Viewpoint: Let's Codify Treasury's Link with GSEs

The real capital of Fannie Mae and Freddie Mac is the government's now-explicit commitment to invest in them if necessary.

This capital is committed but not paid in. Is that good enough for the bond market?

The whole point of the government's commitment is to keep people buying Fannie and Freddie senior debt and mortgage-backed securities with confidence. But uncertainty about how a capital transaction might work does not help.

Financial and political discussions are focused on the uncertainty, but Treasury representatives have said repeatedly that they have no plans to make an investment, though everybody knows they are working nights and weekends on contingency plans. What specifically would be done? Would the common stock — and perhaps the preferred stock, which is widely held among banks — be "wiped out"?

One money manager asserted last week to Bloomberg News that the Treasury has provided "zero clarity on the issue, and until the market knows" where the Treasury "is going to be in the capitalization structure, then it gets worse and not better." It has certainly been not only "worse," but terrible for holders of Fannie and Freddie common and preferred stocks. But they do not really factor into the decision; what matters is the behavior of the bond market.

We are in a classic phase of a financial bust, when governments are forced to use public money to pay for the losses of financial actors in the name of market and economic stability. (The intellectual debates about this go back at least to 1802, when Henry Thornton published "An Enquiry into the Nature and Effects of the Paper Credit of Great Britain.")

Large parts of the U.S. paper mortgage credit involve an uncomfortable combination of the public's desire to hold instruments seen as riskless, such as Fannie and Freddie debt and bank deposits, and the willingness to fund a risky business subject to occasional losses higher than anyone imagined possible.

When bubble has turned to bust, the government's reactions tend to move through four phases:

  • Issuing assurances, such as "The subprime problems are contained."
  • Waiting and hoping while delaying losses — a feat made harder by "fair-value" accounting.
  • Providing "liquidity" (i.e., lending money) to pressed institutions.
  • The last phase: When losses have grown so great that it is feared they have run through the available capital; when waiting, hoping, and issuing assurances have not succeeded; when uncertainty and risk premiums are very high; financial firms are provided not with more short-term debt, but with more capital.

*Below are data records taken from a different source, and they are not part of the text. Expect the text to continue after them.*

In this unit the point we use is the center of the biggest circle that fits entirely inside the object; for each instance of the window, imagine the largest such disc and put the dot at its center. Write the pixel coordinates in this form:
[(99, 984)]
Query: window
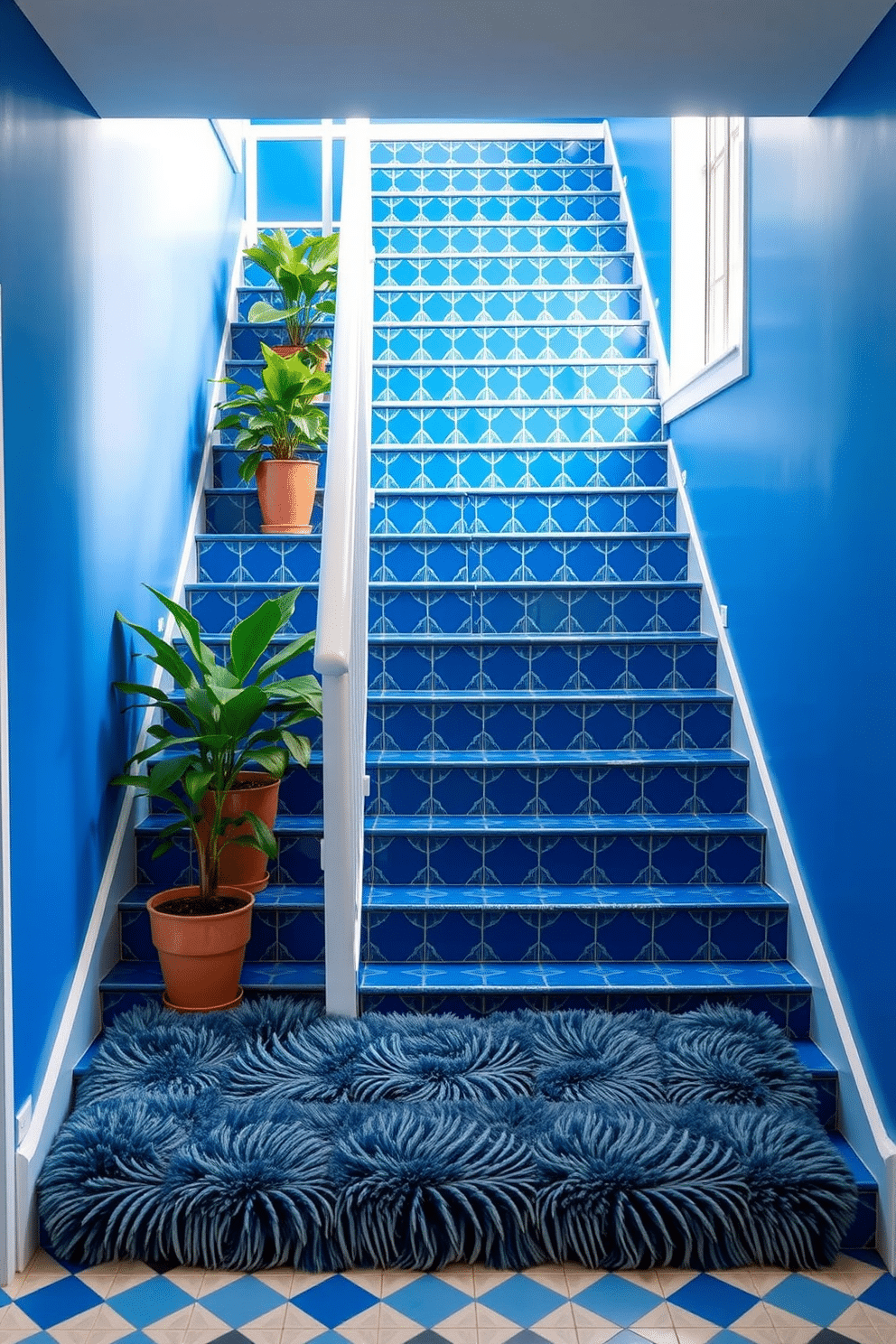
[(708, 267)]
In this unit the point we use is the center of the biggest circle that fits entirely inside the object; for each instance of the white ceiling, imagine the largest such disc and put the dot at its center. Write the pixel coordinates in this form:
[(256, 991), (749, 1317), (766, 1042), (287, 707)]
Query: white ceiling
[(509, 60)]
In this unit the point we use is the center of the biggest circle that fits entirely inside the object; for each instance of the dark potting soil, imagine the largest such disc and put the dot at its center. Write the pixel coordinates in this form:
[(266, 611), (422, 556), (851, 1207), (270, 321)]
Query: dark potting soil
[(201, 905)]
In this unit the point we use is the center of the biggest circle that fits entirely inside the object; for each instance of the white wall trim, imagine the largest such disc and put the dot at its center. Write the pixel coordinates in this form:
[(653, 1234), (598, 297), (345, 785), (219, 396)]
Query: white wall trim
[(80, 1021), (639, 270), (859, 1120), (7, 1078)]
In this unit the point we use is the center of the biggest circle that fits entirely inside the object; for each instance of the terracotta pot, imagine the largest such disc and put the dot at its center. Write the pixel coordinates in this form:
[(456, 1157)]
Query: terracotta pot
[(201, 956), (240, 866), (286, 493)]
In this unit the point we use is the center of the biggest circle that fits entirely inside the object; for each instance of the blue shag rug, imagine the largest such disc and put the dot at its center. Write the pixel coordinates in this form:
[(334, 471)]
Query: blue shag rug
[(275, 1136)]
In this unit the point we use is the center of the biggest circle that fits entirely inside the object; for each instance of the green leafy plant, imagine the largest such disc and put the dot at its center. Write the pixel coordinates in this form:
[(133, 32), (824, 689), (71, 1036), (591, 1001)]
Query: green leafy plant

This is where we are with Fannie and Freddie, as reflected in the Housing Act of 2008.If the bond market decides that committing government capital is not enough, and that it needs to be actually paid in, how should this investment be structured? It is high time to get specific about what the details of a Treasury (taxpayer) investment in Fannie and Freddie should be.
I propose that the Treasury invest about $10 billion of capital in of each, making it entirely clear to the senior bond and mortgage-backed investors that they can continue to finance the mortgage market in safety.

This investment should be senior to all existing capital — common stock, preferred stock, and subordinated debt. It should thus be in the form of senior subordinated debt at the top of the capital structure, the last capital to suffer any losses and the first to get cash returns.

It should have a cash yield to the Treasury of 4%, about the 10-year Treasury bond rate, so the taxpayers have no net cost of carry.

No dividends on the common stock or any preferred stock could be paid without the express approval of the secretary of the Treasury, so no dividends would be paid for some time.

An additional "pay-in-kind" interest payment should accrue to the Treasury at 11% a year, bringing the taxpayers' potential rate of return for the risk they are taking up to a fair level of 15%.

Five new directors should be appointed by the Treasury, with their fiduciary duty defined as running to the taxpayer-investors. At least two of these directors must be members of the compensation, audit, and governance committees.

The senior subordinated debt should be redeemable at par plus all accumulated pay-in-kind interest when the government-sponsored enterprise achieves a capital ratio, not including the Treasury's investment, of 5% of assets plus 1% of off-balance-sheet mortgage-backed securities.

This would be a sensible way for senior creditors to be fully protected while current equity holders pay the price for the risks they took. Both common and preferred shareholders would still preserve an interest, though junior to the pay-in-kind accruals, in the upside and profits of the post-bust Fannie and Freddie.